I admire the integrity of the
ACLU: it has principles, and it does not care if those principles put it
on what people would label as the left-side of the political spectrum,
or the right-wing side. It just stands up for people's rights! Some
right-wingers have told me that the ACLU is pretty selective about what
rights it defends, however, for the ACLU does not exactly take on gun
control laws, which a number of right-wingers believe are in violation
of the Second Amendment. You can see here
that the ACLU regards the right to keep and bear arms as a collective
right, not an individual right. I can see some of the ACLU's point, for
the Amendment does mention a militia. But I wonder why a
collective right would be placed inside of a document (namely, the Bill
of Rights) that primarily concerns protecting the rights of the
individual from government infringement. In any case, whatever the
merit of its stance on the Second Amendment, I appreciate the ACLU's
integrity on the other rights in the Bill of Rights, as it defends
left-wingers and right-wingers, the mainstream and the extreme.

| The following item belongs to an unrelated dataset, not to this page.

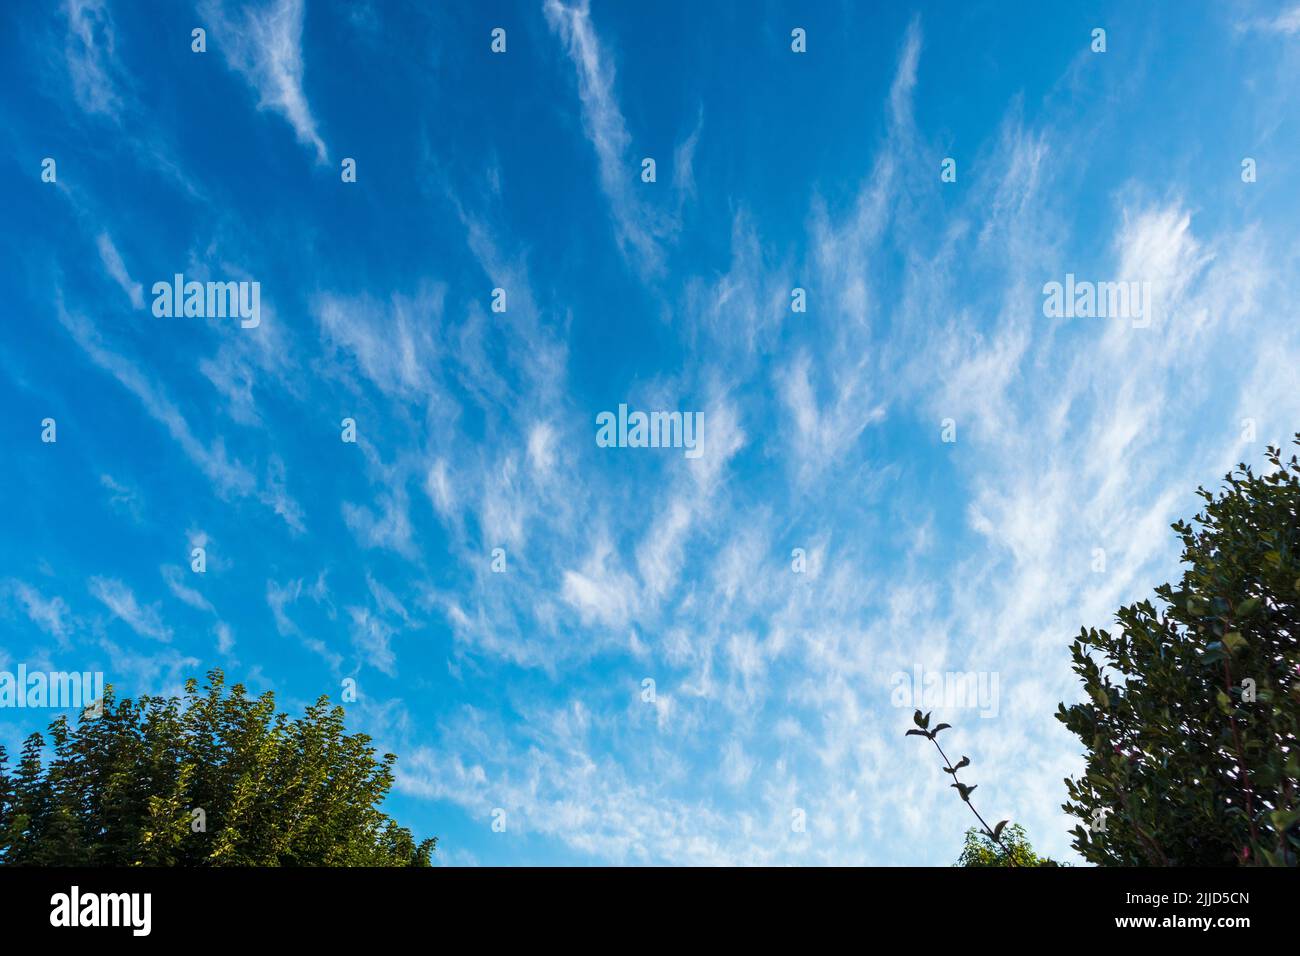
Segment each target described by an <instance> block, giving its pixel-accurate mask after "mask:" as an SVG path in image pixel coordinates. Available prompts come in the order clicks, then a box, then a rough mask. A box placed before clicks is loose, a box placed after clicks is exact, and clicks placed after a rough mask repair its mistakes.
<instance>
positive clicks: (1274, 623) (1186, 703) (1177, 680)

(UPDATE: Regarding Kennedy's views on gun control, on pages 188-189, she
appears to be critical of the government confiscating guns to reduce
crime and violence. Yet, in her post here, she disapproves of a measure allowing people to carry guns into the workplace.)
I'd
also like to mention that Kennedy on page 128 criticizes Congress for
exempting itself from the laws that it passes. This was an issue in the
1990's, for, in 1995, the U.S. Congress passed the Congressional Accountability Act,
which applied to the U.S. Congress a number of federal laws from which
it had exempted itself. This law was passed soon after Republicans
gained majorities in the U.S. Senate and the U.S. House of
Representatives, for the first time in over three decades. It was a
time in which many anticipated reform, as Republicans in the 1994
elections had ousted long-time career politicians, and fresh blood was
coming into the chambers of Congress. Of course, the outcome of the
Republican triumph was not entirely positive, for the Republican
Congress had its share of scandals. But I remember with nostalgia the
fresh, innocent Republican optimism that I had right after the
Republicans took control of Congress in 1994.